Mendoza was one of Teotitlán's most famous weavers, whose works sold for up to thousands of dollars. He dyed his own silk and wool yarn and was particularly partial to the reds produced by the cochineal insect and sometimes used silver and gold thread. He had over fifty individual and collective exhibitions of his work, including in museums in New York, Madrid, Dallas, Paris, Los Angeles and Berlin. In 2003 his work was featured at the Weaving a Cultural Testimony exhibit at the Mexican Art Museum in Chicago . His work can be found in many private, and permanent collections of the Mexican Art Museum in Chicago, Tama Life 21 in Tokyo, Fundación Cultural Banamex, Waterloo Center for the Arts in Iowa and published in Cuento Mayas, Native Tradition (1982), Textiles de Oaxaca, Artes de México No.35 (1997) and Oaxaca Celebration (2005) .

Just after graduating from UABJO, he became one of the founding members of the Taller (Workshop) Rufino Tamayo in 1974. In 1975 he supervised the production of tapestries of 25 artists in the United States to an exhibition at the Otis Art Institute in Los Angeles .

In 1980 he traveled to Paris to paint for a year.
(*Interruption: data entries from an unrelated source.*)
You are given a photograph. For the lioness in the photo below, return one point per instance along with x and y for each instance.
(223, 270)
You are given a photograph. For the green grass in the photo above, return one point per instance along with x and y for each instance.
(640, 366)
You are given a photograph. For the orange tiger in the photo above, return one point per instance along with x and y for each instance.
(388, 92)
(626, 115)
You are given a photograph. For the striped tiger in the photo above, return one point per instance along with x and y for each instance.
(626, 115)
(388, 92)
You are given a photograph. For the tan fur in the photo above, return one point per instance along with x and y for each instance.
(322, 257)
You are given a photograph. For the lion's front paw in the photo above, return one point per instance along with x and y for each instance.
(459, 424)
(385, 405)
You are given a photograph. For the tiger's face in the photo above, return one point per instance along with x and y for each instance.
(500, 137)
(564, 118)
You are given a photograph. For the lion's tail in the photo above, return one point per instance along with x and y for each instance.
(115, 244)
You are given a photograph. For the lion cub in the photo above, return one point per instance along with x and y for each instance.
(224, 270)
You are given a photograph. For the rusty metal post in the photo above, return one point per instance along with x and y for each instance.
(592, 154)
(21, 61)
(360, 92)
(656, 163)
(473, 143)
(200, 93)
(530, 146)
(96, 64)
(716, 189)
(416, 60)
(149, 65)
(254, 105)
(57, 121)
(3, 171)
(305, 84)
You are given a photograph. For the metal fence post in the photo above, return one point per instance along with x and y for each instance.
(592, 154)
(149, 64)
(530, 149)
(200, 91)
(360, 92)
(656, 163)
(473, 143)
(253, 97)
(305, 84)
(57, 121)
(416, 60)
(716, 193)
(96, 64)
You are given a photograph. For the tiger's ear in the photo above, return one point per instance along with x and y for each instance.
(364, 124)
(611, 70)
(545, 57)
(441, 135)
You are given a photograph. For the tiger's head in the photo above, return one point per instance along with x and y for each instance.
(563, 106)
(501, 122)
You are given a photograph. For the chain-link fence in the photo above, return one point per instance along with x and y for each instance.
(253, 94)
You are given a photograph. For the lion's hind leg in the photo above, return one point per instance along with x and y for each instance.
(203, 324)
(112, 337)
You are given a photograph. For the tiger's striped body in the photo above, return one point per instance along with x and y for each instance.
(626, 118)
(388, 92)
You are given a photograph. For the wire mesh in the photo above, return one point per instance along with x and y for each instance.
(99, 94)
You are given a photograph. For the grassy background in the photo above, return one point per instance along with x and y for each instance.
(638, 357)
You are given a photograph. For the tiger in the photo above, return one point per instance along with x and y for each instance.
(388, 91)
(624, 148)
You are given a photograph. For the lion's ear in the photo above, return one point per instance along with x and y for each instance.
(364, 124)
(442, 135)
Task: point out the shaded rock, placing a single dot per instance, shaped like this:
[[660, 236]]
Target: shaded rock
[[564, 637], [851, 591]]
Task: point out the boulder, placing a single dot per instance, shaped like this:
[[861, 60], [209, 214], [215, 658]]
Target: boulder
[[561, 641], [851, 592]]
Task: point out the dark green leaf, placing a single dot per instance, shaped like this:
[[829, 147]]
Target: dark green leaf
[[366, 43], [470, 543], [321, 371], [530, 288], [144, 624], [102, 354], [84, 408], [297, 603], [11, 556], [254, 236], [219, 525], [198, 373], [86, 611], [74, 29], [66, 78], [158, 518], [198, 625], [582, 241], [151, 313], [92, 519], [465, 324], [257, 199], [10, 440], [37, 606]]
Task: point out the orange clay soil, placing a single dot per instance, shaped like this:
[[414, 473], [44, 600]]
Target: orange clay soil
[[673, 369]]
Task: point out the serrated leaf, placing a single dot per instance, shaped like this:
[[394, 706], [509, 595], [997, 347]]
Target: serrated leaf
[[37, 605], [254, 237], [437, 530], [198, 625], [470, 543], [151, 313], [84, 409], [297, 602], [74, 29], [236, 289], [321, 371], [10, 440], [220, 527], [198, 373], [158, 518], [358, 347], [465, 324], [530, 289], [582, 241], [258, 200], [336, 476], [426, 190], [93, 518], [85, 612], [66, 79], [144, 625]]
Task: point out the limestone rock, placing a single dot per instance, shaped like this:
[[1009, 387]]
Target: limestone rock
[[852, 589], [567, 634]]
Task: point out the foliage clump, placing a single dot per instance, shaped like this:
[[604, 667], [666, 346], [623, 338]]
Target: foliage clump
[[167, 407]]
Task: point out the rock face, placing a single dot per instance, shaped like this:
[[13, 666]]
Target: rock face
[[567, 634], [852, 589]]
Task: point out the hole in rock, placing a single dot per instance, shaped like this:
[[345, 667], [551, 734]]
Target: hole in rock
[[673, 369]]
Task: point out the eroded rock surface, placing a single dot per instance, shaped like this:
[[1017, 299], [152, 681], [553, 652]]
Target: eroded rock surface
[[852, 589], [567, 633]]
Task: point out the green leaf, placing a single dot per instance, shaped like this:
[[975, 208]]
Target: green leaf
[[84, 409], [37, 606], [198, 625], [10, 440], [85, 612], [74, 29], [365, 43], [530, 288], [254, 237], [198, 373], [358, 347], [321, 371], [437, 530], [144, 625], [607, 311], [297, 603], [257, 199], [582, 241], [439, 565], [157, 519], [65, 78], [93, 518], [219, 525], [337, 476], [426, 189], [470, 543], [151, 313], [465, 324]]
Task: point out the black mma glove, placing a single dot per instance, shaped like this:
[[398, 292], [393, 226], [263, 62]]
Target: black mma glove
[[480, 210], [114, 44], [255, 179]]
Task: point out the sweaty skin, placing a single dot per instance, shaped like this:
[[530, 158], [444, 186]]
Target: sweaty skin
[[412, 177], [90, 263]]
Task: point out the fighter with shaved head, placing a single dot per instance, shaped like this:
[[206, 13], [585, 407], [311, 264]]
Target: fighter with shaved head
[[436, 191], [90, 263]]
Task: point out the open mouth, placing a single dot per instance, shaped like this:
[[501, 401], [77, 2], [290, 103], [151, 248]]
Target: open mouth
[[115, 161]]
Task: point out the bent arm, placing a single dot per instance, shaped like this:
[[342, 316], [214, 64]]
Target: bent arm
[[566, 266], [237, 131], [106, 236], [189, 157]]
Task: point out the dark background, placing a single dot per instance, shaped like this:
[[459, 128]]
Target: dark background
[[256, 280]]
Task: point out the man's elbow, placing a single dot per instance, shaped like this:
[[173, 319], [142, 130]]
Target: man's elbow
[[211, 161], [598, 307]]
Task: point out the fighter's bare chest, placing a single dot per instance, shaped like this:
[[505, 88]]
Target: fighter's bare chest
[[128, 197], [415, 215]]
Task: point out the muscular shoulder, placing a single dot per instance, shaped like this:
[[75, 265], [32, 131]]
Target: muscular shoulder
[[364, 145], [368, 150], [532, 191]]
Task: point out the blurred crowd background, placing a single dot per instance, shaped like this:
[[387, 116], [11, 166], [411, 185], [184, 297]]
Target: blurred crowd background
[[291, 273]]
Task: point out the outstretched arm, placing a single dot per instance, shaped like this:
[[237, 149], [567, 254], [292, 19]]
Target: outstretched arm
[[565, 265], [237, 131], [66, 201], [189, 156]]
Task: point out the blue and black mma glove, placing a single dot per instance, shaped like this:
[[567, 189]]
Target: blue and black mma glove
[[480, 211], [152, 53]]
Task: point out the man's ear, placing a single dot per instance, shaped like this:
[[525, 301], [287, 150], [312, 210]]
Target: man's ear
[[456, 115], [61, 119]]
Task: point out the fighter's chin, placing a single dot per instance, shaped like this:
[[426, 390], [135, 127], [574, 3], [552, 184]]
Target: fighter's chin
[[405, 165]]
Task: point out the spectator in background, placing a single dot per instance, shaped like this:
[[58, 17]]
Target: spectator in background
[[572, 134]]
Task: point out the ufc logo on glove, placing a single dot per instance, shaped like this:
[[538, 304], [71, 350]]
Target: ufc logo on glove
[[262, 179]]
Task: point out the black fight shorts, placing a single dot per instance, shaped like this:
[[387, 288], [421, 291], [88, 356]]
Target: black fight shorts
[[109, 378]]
From 1987 to 2010 he founded and directed the Arnulfo Mendoza Workshop, producing tapestries with traditional and contemporary designs.

In 1993 he participated in an International Art Project in Japan, with two of his works acquired by the largest public art collection in Tokyo.

From 2009 to 2010 he was the co-director of the La Mano Mágica Gallery, one of the most recognized in Oaxaca.

In 1996, the Fundación Cultural Banamex named him of one their "grandmasters" of Mexican folk art (Grandes Maestros del Arte Popular Mexicano). In 2001 he was awarded the Chimalli de Oro by the El Imparcial newspaper.